IE 11 is not supported. For an optimal experience visit our site on another browser.

Pentagon in firing line over GI electrocutions

Lawmakers on Wednesday pressed officials from the Pentagon and KBR Inc. to explain what has delayed the proper protection of U.S. forces in Iraq from deficient electrical work blamed for 16 deaths.
Image: Democrats Hold Hearing On Electrocution Of U.S. Soldiers In Iraq
Larraine McGee of Huntsville, Texas, fights back tears while talking about how her son, Staff Sgt. Christopher Everett, was killed by electrocution while serving in Iraq July 11, 2008 in Washington, DC. McGee was testifying before the Senate Democratic Policy Committee.Chip Somodevilla / Getty Images
/ Source: The Associated Press

Lawmakers on Wednesday pressed officials from the Pentagon and KBR Inc. to explain what has delayed the proper protection of U.S. forces in Iraq from deficient electrical work already being blamed for the deaths of at least 16 people.

“There was no shortage of warnings about the electrical dangers in Iraq, just a shortage of will to do right by our troops,” said Rep. Henry Waxman, D-Calif., chairman of the House Oversight and Government Reform Committee.

Though pervasive electrical deficiencies in facilities in Iraq have been widely acknowledged, little action has been taken by the Pentagon leadership or KBR, Waxman said during the hearing.

As of July 10, there have been 16 deaths — 10 soldiers, 5 Marines and a third-country contractor for the Defense Department — according to an interim Defense Department report obtained by The Associated Press in advance of the committee’s hearing.

The initial inspector general's report found no evidence that KBR or the Defense Contract Management Agency were aware of any life-threatening hazards at the Army barracks in Iraq where at least one U.S. soldier, Sgt. Ryan Maseth of Pittsburgh, was electrocuted.

KBR, which holds a multibillion-dollar contract to provide basic services including food and shelter for U.S. soldiers, also has repeatedly said it has “found no evidence of a link between the work” it was tasked to perform and the reported deaths.

But Waxman pressed Gordon Heddell, the Pentagon’s inspector general, on whether the agency had absolved the Houston-based company and the DCMA of any involvement in Maseth’s death. Heddell defended the agency’s initial findings saying his office has not fully cleared both parties, and that a final report would be released shortly.

The interim report found that an ungrounded water pump on the roof of Maseth’s barracks failed and electrified the water pipes. A circuit breaker also failed because tar from roof repairs appeared to have leaked into the panel.

Waxman asked Heddell if his office had failed to ask for the right documents, or whether the information was withheld from the agency, because documents obtained by the committee “appear to contradict the inspector general’s findings.”

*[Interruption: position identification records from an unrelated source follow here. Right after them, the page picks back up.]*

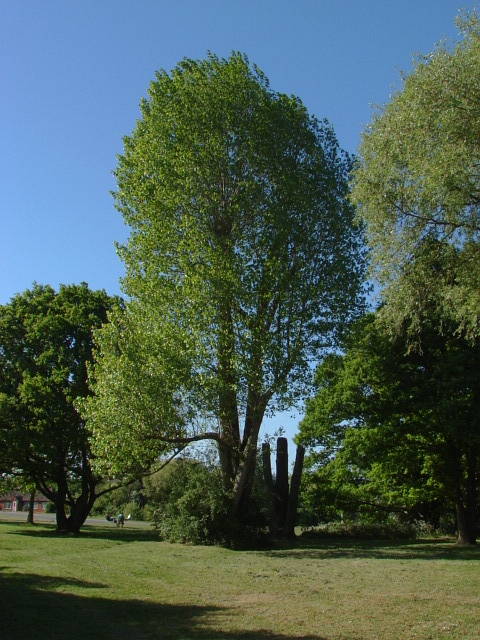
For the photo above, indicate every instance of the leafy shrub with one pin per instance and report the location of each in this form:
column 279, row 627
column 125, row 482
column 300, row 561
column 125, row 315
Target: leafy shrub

Those documents include a 2004 report by the U.S. Army Safety Center that warned commanders they “must require contractors to properly ground electrical systems,” and a February 2007 report by the DCMA, which detailed 283 fires at facilities maintained by KBR during the five-month period ending in January 2007.

'Very dramatic'
Heddell said he “was not aware” of the documents until they were brought to his attention by the committee Tuesday night. “They are certainly very dramatic, and certainly are documents that we will have to spend a lot of time looking at,” he said.

Maseth’s mother Cheryl Harris, who attended the hearing as a guest of Waxman, has filed a lawsuit in Pennsylvania against KBR over her son’s death.

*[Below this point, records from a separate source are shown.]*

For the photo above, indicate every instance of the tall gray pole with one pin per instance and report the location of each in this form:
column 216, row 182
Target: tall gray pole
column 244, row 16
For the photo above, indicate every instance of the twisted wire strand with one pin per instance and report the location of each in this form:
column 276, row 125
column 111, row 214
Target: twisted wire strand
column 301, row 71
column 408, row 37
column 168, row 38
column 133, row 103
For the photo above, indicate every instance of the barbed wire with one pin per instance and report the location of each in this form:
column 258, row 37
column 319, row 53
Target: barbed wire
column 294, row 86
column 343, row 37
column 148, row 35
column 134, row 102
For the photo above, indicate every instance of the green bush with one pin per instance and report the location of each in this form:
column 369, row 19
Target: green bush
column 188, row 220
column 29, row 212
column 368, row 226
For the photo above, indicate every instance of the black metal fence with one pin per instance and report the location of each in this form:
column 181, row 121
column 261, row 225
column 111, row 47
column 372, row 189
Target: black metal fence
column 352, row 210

Her attorney Patrick Cavanaugh said the new documents, including a work order that suggests KBR employees installed the water pump implicated in Maseth’s electrocution, contradict the inspector general’s initial conclusions that the company was not at fault.

“I think today’s hearing negates the report and I wouldn’t be surprise to see a subsequent report written that had a different conclusion,” Cavanaugh said.

Rep. Thomas Davis, R-Va., the committee’s ranking member, and Rep. Darrell Issa, R-Calif., repeatedly asked the panel who was responsible for the lapse of contract oversight that led to the electrocutions.

Tom Bruni, theater engineering and construction manager at KBR, said the company didn’t perform maintenance, repairs or make upgrades at any of the facilities without direction from the military based on the terms of its contract.

Jeffrey Parsons, executive director of the Army Contracting Command, said he would submit responses to the committee on the chain of command being used to order work done on the barracks in Iraq.